Altlasten aus dem Versicherungsgeschäft und die Steuerreform haben den US-Industrieriesen General Electric (GE) tief in die roten Zahlen gerissen. Allein im vierten Quartal summierte sich der Verlust nach Anteilen Dritter auf zehn Milliarden Dollar, im Gesamtjahr stand ein Minus von 5,9 Milliarden zu Buche, wie der Siemens-Rivale am Mittwoch berichtete. Ein Jahr zuvor schrieb GE noch 9,1 Milliarden Gewinn. Aber auch operativ lief es enttäuschend. Die Kraftwerkssparte - die größte von GE - musste empfindliche Einbrüche bei Umsatz und Aufträgen verkraften. Insgesamt ging der Umsatz im Quartal um fünf Prozent auf 31,4 Milliarden Dollar zurück. Das operative Ergebnis lag am unteren Rand der Erwartungen.
GE hat ein schwarzes Jahr hinter sich. Sein ehemaliger Chef Jeff Immelt hatte vor weniger als zwölf Monaten ein Umsatzplus von fünf Prozent in Aussicht gestellt – am Ende stand ein Minus von einem Prozent auf 122,1 Milliarden Dollar. Die operative Marge halbierte sich auf 5,7 Prozent statt wie von Immelt versprochen auf mehr als zwölf Prozent zu steigen.
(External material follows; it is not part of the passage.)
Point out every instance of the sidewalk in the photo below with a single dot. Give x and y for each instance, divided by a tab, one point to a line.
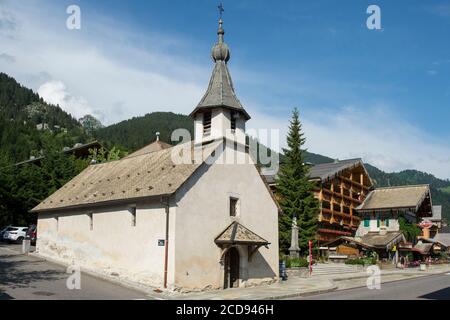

Bis GE wieder auf die Beine kommt, dürfte es dauern. Der Konzern bekräftigte die Erwartung, dass das bereinigte Ergebnis je Aktie in diesem Jahr zwischen 1,00 und 1,07 Dollar liegen soll. Vor dem Wechsel an der Konzernspitze im August hatte GE doppelt so viel ins Visier genommen. Die Analystenprognosen lagen zuletzt im Schnitt bei 1,00 Dollar.
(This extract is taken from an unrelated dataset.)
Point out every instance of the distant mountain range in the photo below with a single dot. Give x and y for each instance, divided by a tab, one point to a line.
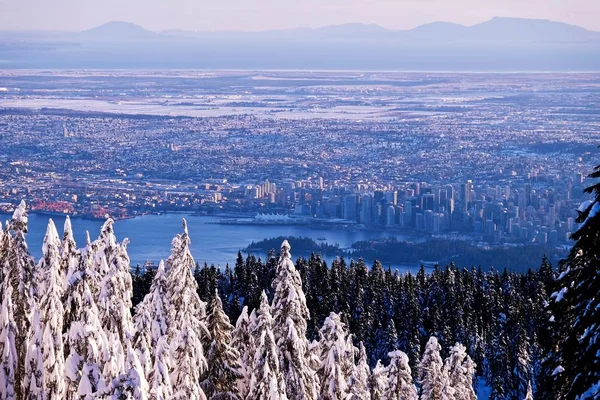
497	29
499	44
Die gebeutelte GE-Aktie kam auch am Mittwoch nicht auf die Beine, nachdem sie am Montag erstmals seit 2011 unter 16 Dollar gefallen war. Im Vormittagshandel an der Wall Street büßte sie 1,4 Prozent auf 16,66 Euro ein. "Die Schwere der operativen Probleme – vor allem in der Kraftwerkssparte – werden die Aktie wahrscheinlich auf Sicht weiter belasten", schrieb RBC-Capital-Analyst Deane Dray.
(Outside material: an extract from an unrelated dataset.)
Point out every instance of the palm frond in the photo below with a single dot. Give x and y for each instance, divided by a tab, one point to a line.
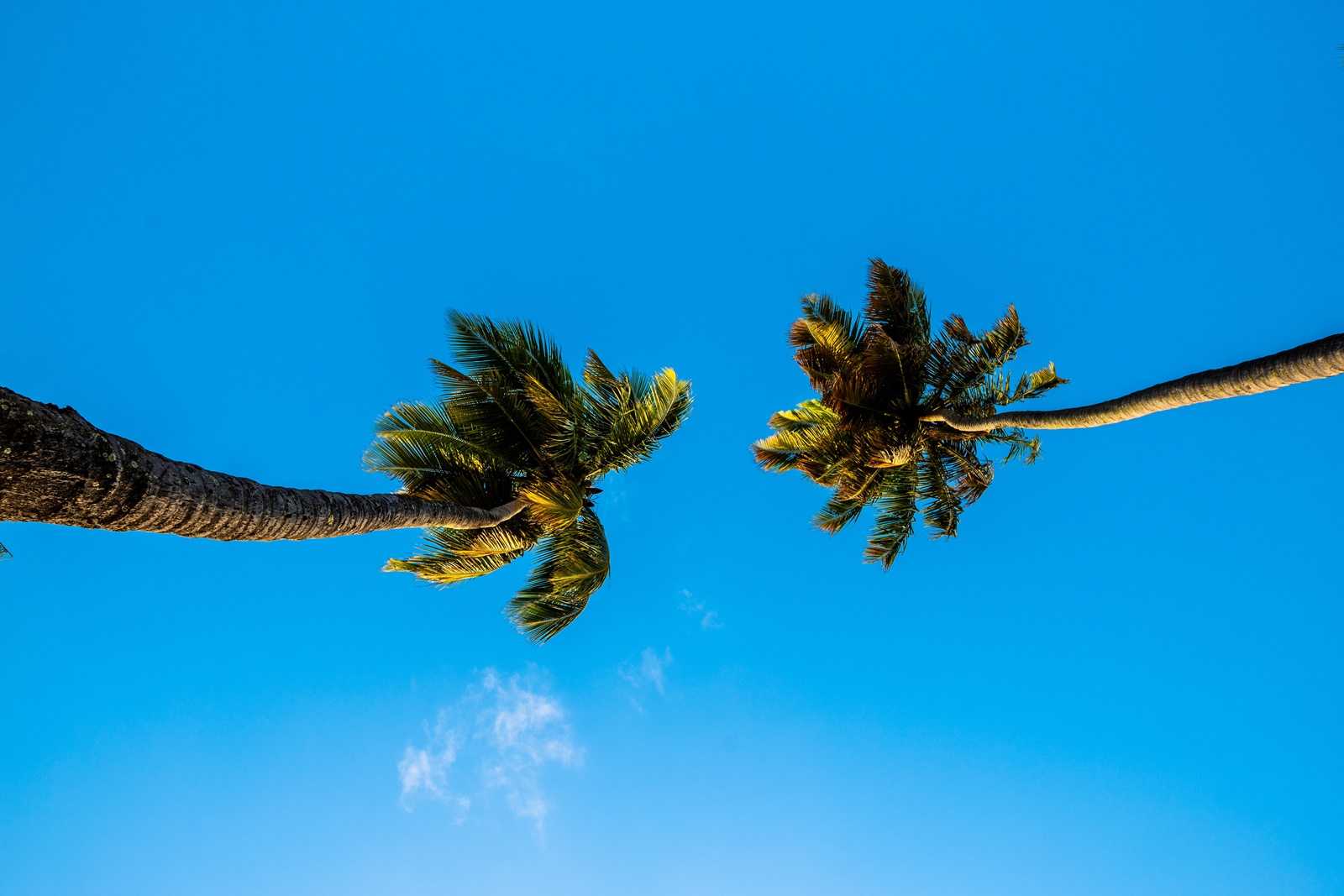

Die Belastungen aus alten Lebens- und Krankenversicherungen, vor denen GE schon vor einer Woche gewarnt hatte, summierten sich auf 6,2 Milliarden Dollar. Zwar hatte GE den Verkauf von Krankenversicherungs-Policen der North American Life & Health vor mehr als einem Jahrzehnt eingestellt, wegen der steigenden Pflegekosten muss GE Capital nun aber über sieben Jahre rund 15 Milliarden Dollar zusätzlich in die Sparte pumpen. Dazu kommen 1,8 Milliarden an Firmenwert-Abschreibungen in der Finanzsparte GE Capital. Die Börsenaufsicht SEC untersucht seit November langfristige Verpflichtungen wie die Serviceverträge für Kraftwerke oder Flugzeuge, wie Finanzchef Jamie Miller einräumte. Die Belastungen für die Versicherungsverträge waren ein erstes Ergebnis davon. Die Steuerreform kostet den Konzern unter dem Strich 3,5 Milliarden Dollar.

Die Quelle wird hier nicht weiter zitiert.